Mahi Mahi BBQ Fish Tacos




I got the inspiration for this recipe while watching an episode of Diner, Drive Ins & Dives with Guy Fieri last week. The Husband begged me to make them after watching this show. I quickly dvr'd the episode so I could do some studying! These were very easy to make, I served the tacos alongside some black beans and rice and were delicious with a Corona Light with lime, yum :) Let me know how you like them, and any suggestions you may have.

Mahi Mahi BBQ Tacos

Makes approx. 7 Tacos.

3 filets of Mahi Mahi (bought a bag of frozen from Costco)
Guacamole (Costco)
Chile Cole Slaw (recipe to come)
Cilantro Cream Sauce (recipe below)
Mango BBQ sauce (recipe below)
6 inch flour tortillas
Cheddar Jack shredded Cheese (also from Costco)
Cilantro
1 Diced fresh tomato
Caribbean seasoning, Lawry's seasoned salt
1 cup Chicken broth

Start with your frying pan, heat with 1-2 tablespoons of vegetable oil.

Season your frozen Mahi Mahi with Carribean seasoning, and a dash of Lawry's seasoned salt.

Place seasoned Mahi Mahi in skillet, pan fry on both
sides until almost white thru out. Chop fish into cubes with a spatula.

Add one cup of chicken broth to pan, cover with lid and let simmer (to let chicken broth cook the fish the rest of the way and evaporate).

When fish is finished cooking, add Mango BBQ sauce to pan and stir to coat Mahi Mahi.

To assemble tacos: Place heated small tortilla on plate. Spread with tablespoon of guacamole. Sprinkle desired amount of cheese, then diced tomatoes.
Add some of the chile cole slaw, then some of the Mahi Mahi BBQ fish.
Drizzle the tacos with Cilantro Cream sauce. Top them with more cilantro if desired.




Mango BBQ Sauce:

1 Mango sliced
1/2 of a jar of Roasted Red Bell Peppers (Trader Joe's)
2 Cups of your favorite BBQ sauce (We like Sweet Baby Ray's)
2 Tablespoons Balsamic Vinegar
3 Tablespoons Apple Cider Vinegar
1 Teaspoon Crushed Red Pepper
1-2 Teaspoons Caribbean Seasoning (depending on your taste)

Blend all ingredients in blender until combined.




Cilantro Cream Sauce:

1 & 1/2 Cup Sour Cream
1/4 Cup Light Kraft Mayo
1/2- 1 Cup of fresh Cilantro (depending on how much you love cilantro, stems and all!)
Dash of Lawry's Seasoned Salt.

Place all ingredients in Food processor and process until combined and cilantro is well chopped and blended into the sauce.
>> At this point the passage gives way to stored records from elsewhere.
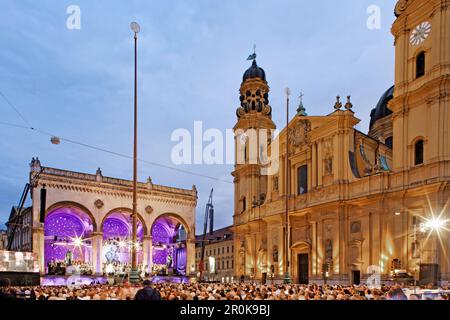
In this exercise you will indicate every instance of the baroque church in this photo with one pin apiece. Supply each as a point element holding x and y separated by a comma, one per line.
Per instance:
<point>345,205</point>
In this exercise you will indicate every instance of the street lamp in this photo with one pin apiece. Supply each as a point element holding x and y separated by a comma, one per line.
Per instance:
<point>134,273</point>
<point>431,225</point>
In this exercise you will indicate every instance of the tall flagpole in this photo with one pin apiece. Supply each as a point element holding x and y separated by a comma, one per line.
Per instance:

Pour the sauce into a squirt bottle (I got mine from Michale's in the cake decorating aisle).
I have to say, this cilantro cream sauce is absolutely amazing!!!

NOTE*
The Chile Cole Slaw recipe will be posted at a later time, still perfecting the recipe! You could just use the Dole cole slaw mix in the bag, no dressing and it would give a great crunch to your taco.